In children this ratio may even be higher, with most of the patients being female. Girls with MS are more likely to have initial sensory symptoms (e.g. numbness and tingling) than boys. In addition, girls tend to recover more from their initial episode of MS than boys. MS is more common in Caucasians but can occur in other populations. There may be a link with reduced vitamin D levels and perhaps with decreased sun exposure. In children with MS, there may be an increased link with exposure to Epstein-Barr virus.
Most people with MS are diagnosed after the age of 18 and only 3-5% of all MS patients have the symptoms begin in childhood. There is a genetic component to MS. Having a mother or father with MS increases the risk to about 3-5% lifetime and having an identical twin increases the risk to about 30%. However, many people with MS have no close family member with the disease. Pediatric MS is similar to adult MS in the kinds of symptoms that occur.
Sensory Symptoms (changes in sensation)
- Other abnormal sensations
- “pins & needles” pain
- Visual disturbances
Motor Symptoms (changes in muscle function)
- Difficulty walking
- Bowel/ bladder problems
- Poor coordination
- Heat sensitivity
- Emotional changes
- Cognitive changes
- Sexual symptoms
At the Mellen Center for Multiple Sclerosis Treatment and Research, patients may meet with one or more members of the care team, depending on individual needs. On the first visit, patients typically meet with a neurologist who is primarily responsible for managing the patient’s medical care.
At future visits, patients will also meet with a clinical nurse specialist or physician assistant who will discuss any concerns about MS and offer suggestions for special problems related to the disease including: spasticity, pain, bowel, bladder, and/or skin problems. The clinical nurse specialist or physician assistant works closely with the neurologist to carry out the individual’s care plan.
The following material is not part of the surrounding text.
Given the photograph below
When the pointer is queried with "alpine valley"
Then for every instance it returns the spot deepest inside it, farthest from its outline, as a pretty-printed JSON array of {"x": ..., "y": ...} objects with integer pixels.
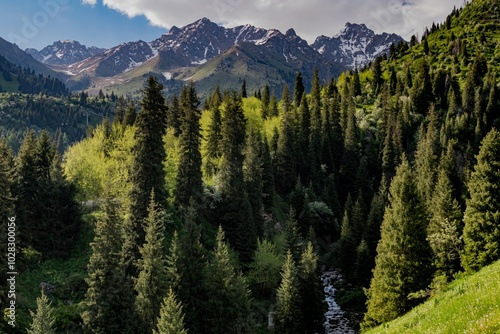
[{"x": 211, "y": 54}]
After a thorough medical history and complete physical evaluation, the Mellen Center team develops an individualized care plan to meet the patient’s specific needs. In addition to element recommended by each member of the team, a care plan may also include specific components requested by the patient, family members, or a family doctor.
Follow up visits are schedule with one of the clinical nurse specialists or physician assistants who will evaluate your current medical status and discuss treatment plans and options with you and one of the Mellen Center physicians. Additional appointment may be scheduled with a physical or occupational therapist, psychologist, or social worker if necessary. Team members meet regularly to discuss the individual’s progress and fine- tune care plans as needed. Team meetings are an effective mean to monitor the flare-ups and remissions that are characteristic of MS. Team members help patients and their families prepare for these changes.